Северинские мысли скакали и путались. То он думал о завтрашнем дне, о том, как взметнется в седло и покажет себя Леденеву, то видел карту ощетиненных, клыкастых ромбами белогвардейских укреплений, то вспоминал «признательные показания» комкора («чья сила меня меньше унижает, за тех и воюю») и его же поповские проповеди, которым он, Сергей, не мог, однако, противопоставить ничего, в такую глубину… нет, не веков, не векового страха ослушания, а именно самой реальности они уходили, как цепкая трава корнями в землю, и даже если ее выполоть, то вырастет другая, такая же живучая, упорная.
И Аболин не шел из головы, и стыд за свою слепоту свивался с ребячливой гордостью: а может, он, Сергей, и вправду Леденева спас? Но в это ему почему-то не верилось – такая, что ли, сила исходила от этого человека, что Северин невольно вспоминал суеверные слухи о комкоровой заговоренности. Да и в самом Аболине, верней Извекове, в давнишнем знакомстве его с Леденевым была какая-то загадка: упрямо чудилось Сергею, что Леденеву еще есть о чем поговорить с вот этим ходячим мертвецом. Наверное, совместная борьба за жизнь когда-то связывала их – такого не забыть. И эта вот невольная улыбка, как будто осветившая на миг лицо комкора…
А вдруг он, Леденев, сейчас подымется и тихо выйдет к этому Извекову, которого велел не бить и никого к нему не допускать? – кольнула мысль, не показавшаяся дикой, как будто и впрямь не более странная, чем все произошедшее сегодня, и какое-то время Сергей в самом деле сторожил каждый звук.
Но Леденев не двигался за загородкой, и вот уже не к месту, против воли шевельнулось то самое чувство двойного стыда, которое в нем поднял Леденев, заговорив о бабах.
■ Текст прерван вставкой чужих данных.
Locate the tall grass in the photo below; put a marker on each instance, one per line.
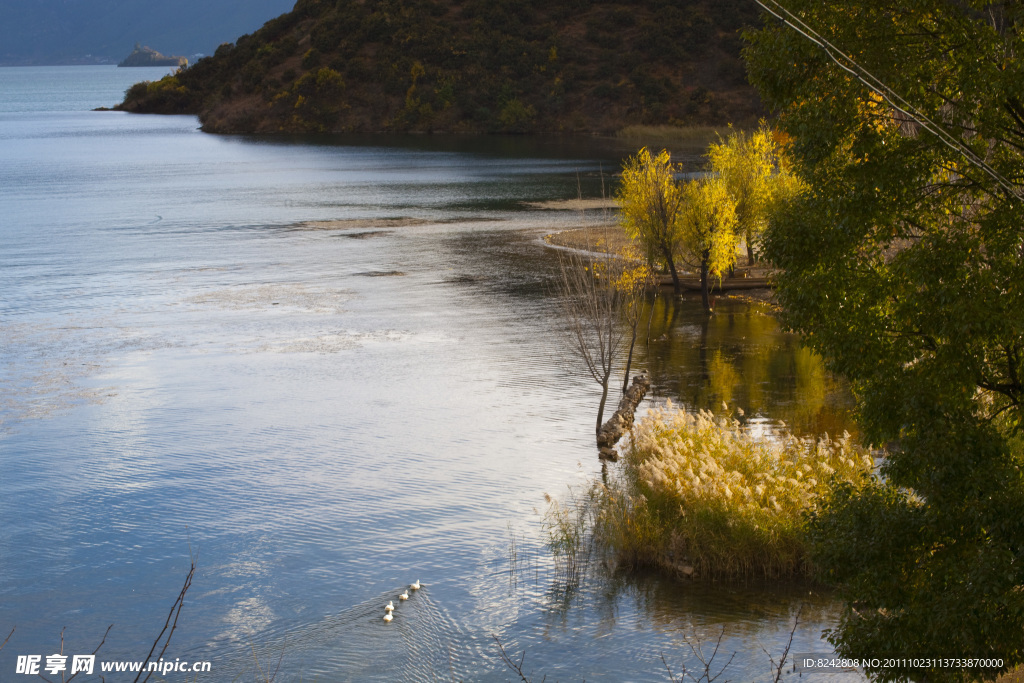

И тотчас вспомнились красноармейцы, с которыми Сергей уже успел поговорить, те самые прославленные леденевцы, иструженные переходом сквозь метель, набившиеся в хату и говорящие о золоте, которое возьмут в Новочеркасске, о женщинах, которых там найдут. И он вдруг подумал, что Леденев не то и сам такой же, как они, не то хорошо понимает, что только звериный инстинкт и может двигать несознательной мужицкой массой. Страх смерти с одной стороны и вожделение с другой. Скакать сквозь смерть и быть либо убитым, либо вознагражденным. И эта мысль его не испугала и не оскорбила. Ему опять представилось, что он не в лагере красноармейцев, а в становье какой-нибудь древней орды, идущей завоевывать полуденные города, где женщины, мясо и мед.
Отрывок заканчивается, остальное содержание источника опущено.